OpenGVLab / VideoMamba

VideoMamba: State Space Model for Efficient Video Understanding
https://arxiv.org/abs/2403.06977
Apache License 2.0
660 stars 47 forks source link

UMT_QA Usage #31

Closed NyleSiddiqui closed 2 months ago

NyleSiddiqui commented 2 months ago

Hi,

I have been working on taking VideoMamba's multi-modal pre-trained weights and applying it to other VQA downstream tasks/datasets.
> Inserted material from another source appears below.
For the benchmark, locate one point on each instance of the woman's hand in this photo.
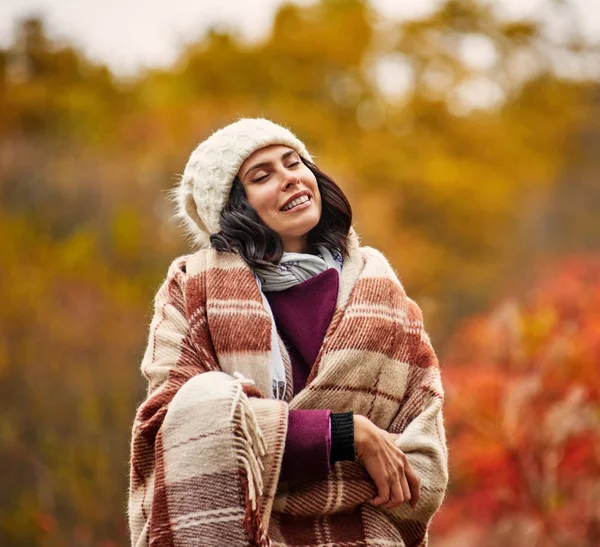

So far, I have been using the UMT_VideoMamba model as this is the model that is compatible with the provided pre-trained weights, but I stumbled upon the UMT_QA model which appears to be specifically tailored for VQA (i.e processes both questions and answers simultaneously + ranking) along with what appears to be outdated qa config files in the 'configs' folder. Before I spend time looking into this UMT_QA model, I just wanted to confirm whether it was ever used, or if it is deprecated. I was not able to find any references to the model in the repo besides initialization, so I am assuming it was just a research idea that ended up not being used. Thanks in advance for your help!

Andy1621 commented 2 months ago

Hi! UMT is my previous paper, and this repo is built based on it. I have fine-tuned UMT for UMT_QA. For VideoMamba, you may need to change the code UMT_QA for UMT_VideoMamba_QA.